Gittin hiç ağlamadım ardından
Tek bir damla gözyaşıma şahit olmadı
ne gece ne de gündüz
Yüreğimin ırmakları hep içine aktı
Her yakamoz yalnızlığında yıldızlar bana bakardı
Yumruk yumruk ağlardı ellerim…dişlerimi sıkmadan önce
Kalplerinde aşk işaretiyle doğar kimileri... Yeryüzüne gönül indiremez onlar... Hayatı ve insanları anlarlar,hayata ve insanlara merhamet duyarlar,ama hayatın ve onun içindeki insanların yaşadıkları gibi yaşamazlar.
Aşk işareti ile doğanlar yaşarken dünyaya talip olmazlar...Bilirler ki ne isteseler,neyi ansalar,ne kazansalar aşkın dışında hiçbir şey avutmaz onları,teselli etmez...Gönüllü sürgündür onlar...Gizliden gizliye hissederler bunu...Sonsuz bir ışıktan kopup gelmişlerdir geldikleri yere...Kopup geldikleri ışığa inançları ne kadar büyükse,içlerinde ki acı da o kadar derindir...Bu acı hatırlatır onlara kopup geldikleri yeri...Bu acı hatırlatır onlara kim olduklarını ve niye varolduklarını...

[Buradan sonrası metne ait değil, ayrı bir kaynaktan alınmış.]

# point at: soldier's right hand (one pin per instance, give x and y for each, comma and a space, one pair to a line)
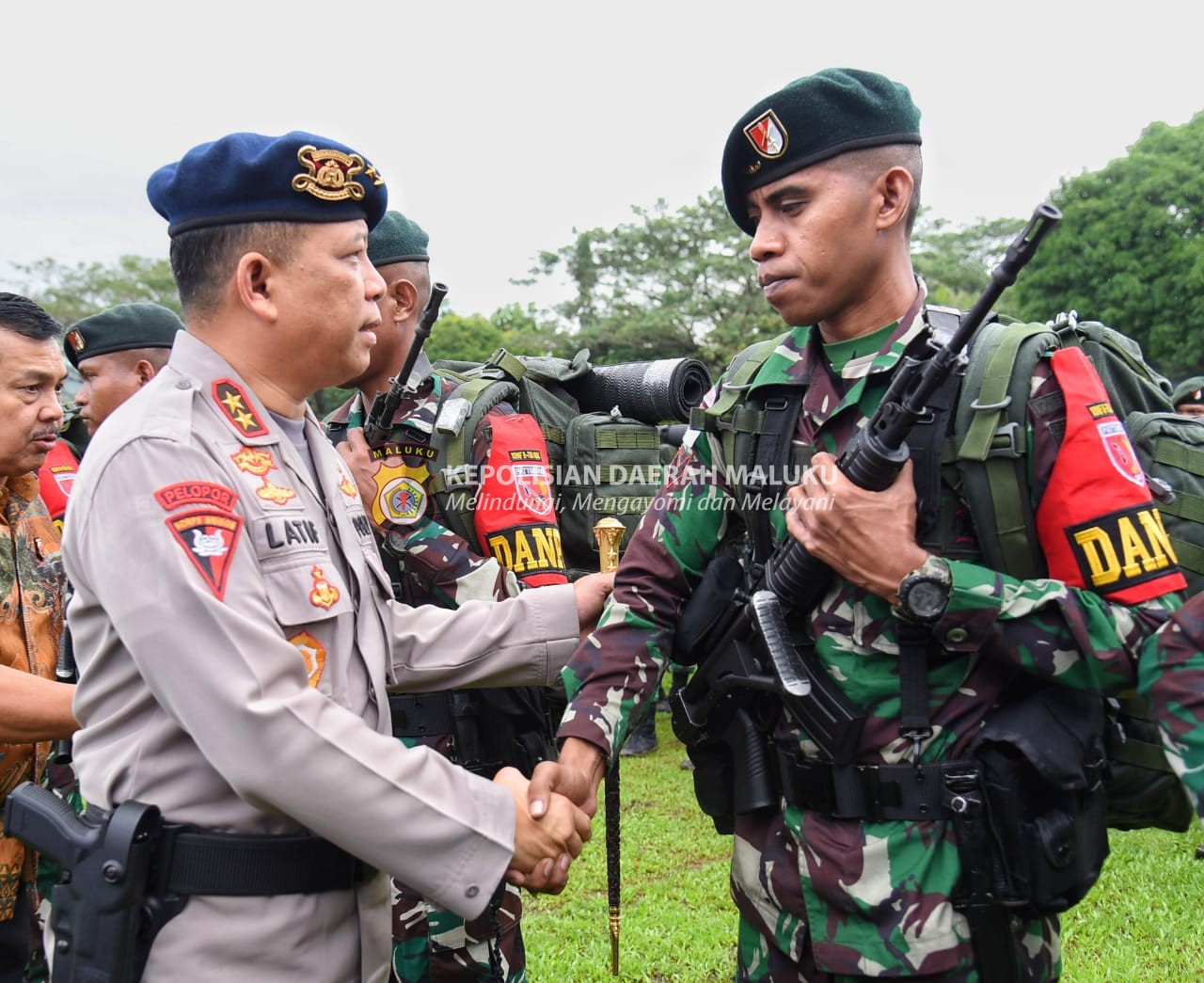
577, 772
546, 846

Kalplerinde aşk işaretiyle doğsa da bazı günler yorulur insan karşılıksız sevgilerinden...Yorulur kendisini anlatamamaktan...Sevgilim der,sevgilim der,ama,sevgilim dediği yanında değildir,bilir...Bazı günler insan soluksuz kalır,içindeki sevgili olmasa bile karşısındakine deliler gibi sarılır...O olmadığını bile bile sonsuz bir umutsuzlukla sarılır...İnsan soluksuz kalmaya görsün,sevgili diye bütün yanlışlarına,bütün kaçışlarına,kendine yaptığı ihanetlere sarılır...İnsan bir kere içindeki aşktan umudunu kesmeye görsün,her şey olmak,her yere yetişmek için bu hayat düşer...Her şey olduğunu,her yere yetiştiğini sandığı anda,ortada kendisi yoktur artık...Kaybolmuşluğa çok yakındır...Kopup geldiği ışığa inancı azalmıştır...Daha az acı çekiyordur artık...Ama daha mutsuzdur eskisinden....Daha mutsuzdur,o ışığı acı çekerek özlediği günlerden...

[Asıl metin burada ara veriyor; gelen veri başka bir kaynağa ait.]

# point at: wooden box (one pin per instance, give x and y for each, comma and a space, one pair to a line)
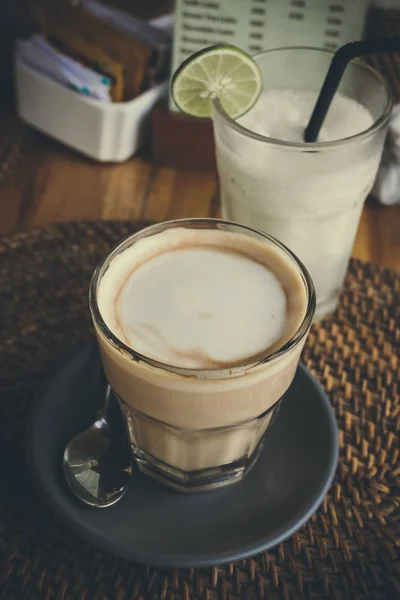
182, 142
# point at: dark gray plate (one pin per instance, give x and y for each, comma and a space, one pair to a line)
157, 526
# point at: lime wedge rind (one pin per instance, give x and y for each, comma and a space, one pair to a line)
222, 71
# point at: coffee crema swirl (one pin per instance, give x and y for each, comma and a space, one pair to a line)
202, 299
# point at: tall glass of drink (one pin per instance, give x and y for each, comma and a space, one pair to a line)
309, 196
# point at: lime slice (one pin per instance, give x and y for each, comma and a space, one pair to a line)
223, 72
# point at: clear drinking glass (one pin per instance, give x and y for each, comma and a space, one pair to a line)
308, 196
195, 429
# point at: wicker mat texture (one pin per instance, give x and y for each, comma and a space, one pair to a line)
350, 547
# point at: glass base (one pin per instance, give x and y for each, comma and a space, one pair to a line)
195, 481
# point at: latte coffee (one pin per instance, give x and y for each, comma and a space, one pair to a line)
200, 325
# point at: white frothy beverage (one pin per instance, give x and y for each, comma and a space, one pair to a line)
210, 301
310, 201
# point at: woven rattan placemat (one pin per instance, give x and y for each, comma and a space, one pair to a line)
350, 547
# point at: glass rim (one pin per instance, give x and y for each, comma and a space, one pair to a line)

Soluksuz kaldığım kendime bile sakladığım günlerden bir gündü...Kaybolmuşluğa yakındım...İçimdeki acı hızla eksiliyordu...Işık soluyordu,soluyordu tıpkı sesim gibi...Soluyordu içimdeki aşk işareti gibi...Öylesine kaybolmuştum ki bulamıyordum artık içimde neyi yitirdiğimi,neyi kirlettiğimi...Öyle uzaklaşmıştım ki kendimden,kendimi bulmak için birine ihtiyacım vardı...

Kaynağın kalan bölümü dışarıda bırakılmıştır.